Why not build a distributed VM?


EJB design: Why not build a distributed VM?

  1. Why not build a distributed VM? (3 messages)

    You know, the other day I was thinking about EJBs and it occurred to me that the way we write large distributed applications today is not unlike the way we wrote regular programs 20 years ago. Back then, we didn't have object-oriented programming languages. Instead, we wrote a bunch of stand-alone functions in C, and we used simple 'structs' or 'unions' to build aggregate data types. Every function took a long list of parameters to do its job, and you never had any conversational state between function calls (not unless you used global variables, but then your program became a mess).

    Today we have many new object-oriented techniques for writing programs but when it comes to distributed applications, we quite often use stateless EJBs and Data Transfer Objects. When you think about it, a stateless EJB isn't much different than a collection of old C functions, and a typical DTO is not much better than a C struct because it just holds some values and doesn't implement business logic. Why are we using 20-year old design patterns in a modern object-oriented Java environment? Even when we use a stateful EJB, which makes a lot of people cringe, we still tend to compromise important object-oriented features like polymorphism and class hierarchies.

    I'm sure many of the pundits out there will say, we're doing it for efficiency. And maybe it's true that certain applications really need all the speed they can get. But over the years, efficiency has never been the most important thing in enterprise application development. Productivity, reuse, reliability, and flexibility are all much bigger issues. If they weren't, we'd still be writing all our apps in C, or better yet, machine language, instead of Java.

    Now, I've read about EJB 3.0, and I really like the direction in which they're moving the technology. They're letting us go back to writing more object-oriented code, with "plain old java objects", and making the container smarter about how it injects the remoteness aspect into our work. This is great, but I say, why not take the whole concept a step further: why not make a distributed Java virtual machine?

    I'm not talking about a bunch of separate JVMs like we might have today in a typical J2EE container. I'm talking about an actual clustering JVM, a program that can take all the CPUs and all the memory on multiple machines and make them appear as one giant machine to the programmer. After all, the virtual machine is designed to abstract hardware from a Java program; there's no real reason why we couldn't make one that actually manages all the hardware on multiple machines at the same time.

    Think of the advantages such a VM would provide. No longer would we have to write EJBs, to any specification: we could just make regular Java objects, with no particular annotations, and let the VM decide how to distribute them over the available memory. We could simply start a thread when we needed a thread, and let the VM figure out which machine to run it on. Any object could refer to any other object in the unified memory space, without special semantics, the same way we refer to objects in memory today without worrying about which physical memory chip they happen to reside upon (or even if they're actually on disk because our OS uses virtual memory). Let the VM figure out the messy details and let the programmer worry only about the business logic.

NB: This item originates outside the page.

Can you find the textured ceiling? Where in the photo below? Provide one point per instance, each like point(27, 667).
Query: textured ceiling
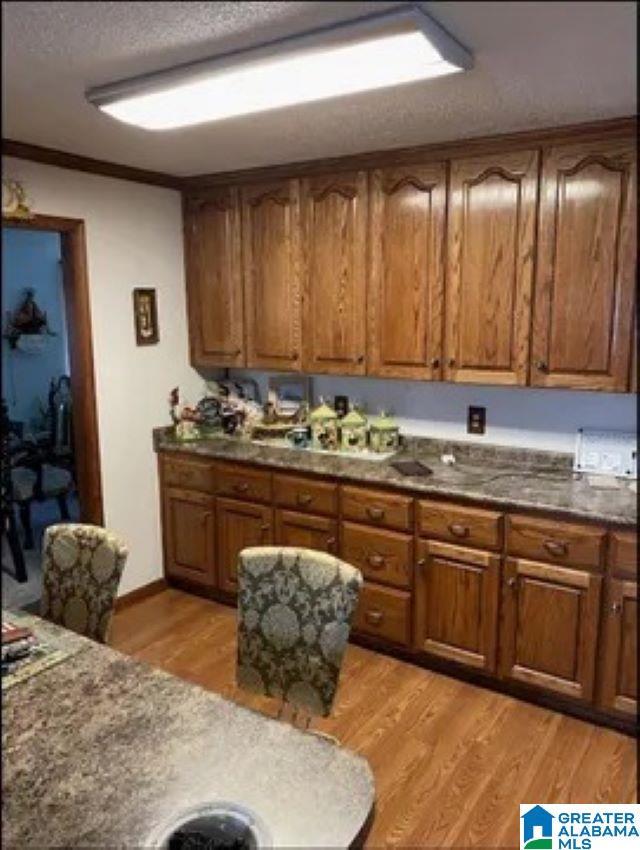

    Not only would the distributed JVM make programming easier, it couldactually make applications more efficient. Today, the decision to make an object an EJB or not occurs at design time, and it almost never changes over the lifetime of an application. Even if loads change dramatically or vastly new hardware is introduced, our application can't easily reconfigure itself. By contrast, the distributed JVM would constantly tune itself at runtime, always figuring out the best way to arrange objects and threads among physical machines to optimize performance, regardless of what the programmer originally thought would be the best configuration.

    I know the detractors will say it can't be done. They'll claim it would be too slow, or too buggy, or that things like open sockets and file handles would cause too many problems. And I'm sure the early versions would have lots of problems, just like the early JVMs did. But eventually some smart vendors would compete to produce the best JVMs with the smartest distribution algorithms. When automated distribution works better than what the average programmer can do manually, that's when the product will have real business value.

    Let me know what you think.

    Threaded Messages (3)

  2. I remember an old Sun project, something about Intelligent Agents. I think the subject ran out of fashion after the hype-buzzword-phase, but that's another kind of container too, in wich software agents could migrate from server to server.
  3. What you propose sounds a lot like what JINI and JavaSpaces already have today, take a look at them:

    I don't know, but even if all this EJB thing ends up failing, we will already have an option: JINI. Or maybe both concepts and API could merge in the furure, but that is just dreaming of my part.

    Henrique Steckelberg
  4. Distributed VM[ Go to top ]

    The first step would be to make use of a single JVM instance by all java applications in the same physical machine. Currently each java application runs in its own JVM instance, even if they run on the same physical machine. This makes many JVM activities redundant. I dont understand what's the reason behind having a JVM instance for every application. Why cant all applications running in the same physical machine, share the same run time instance.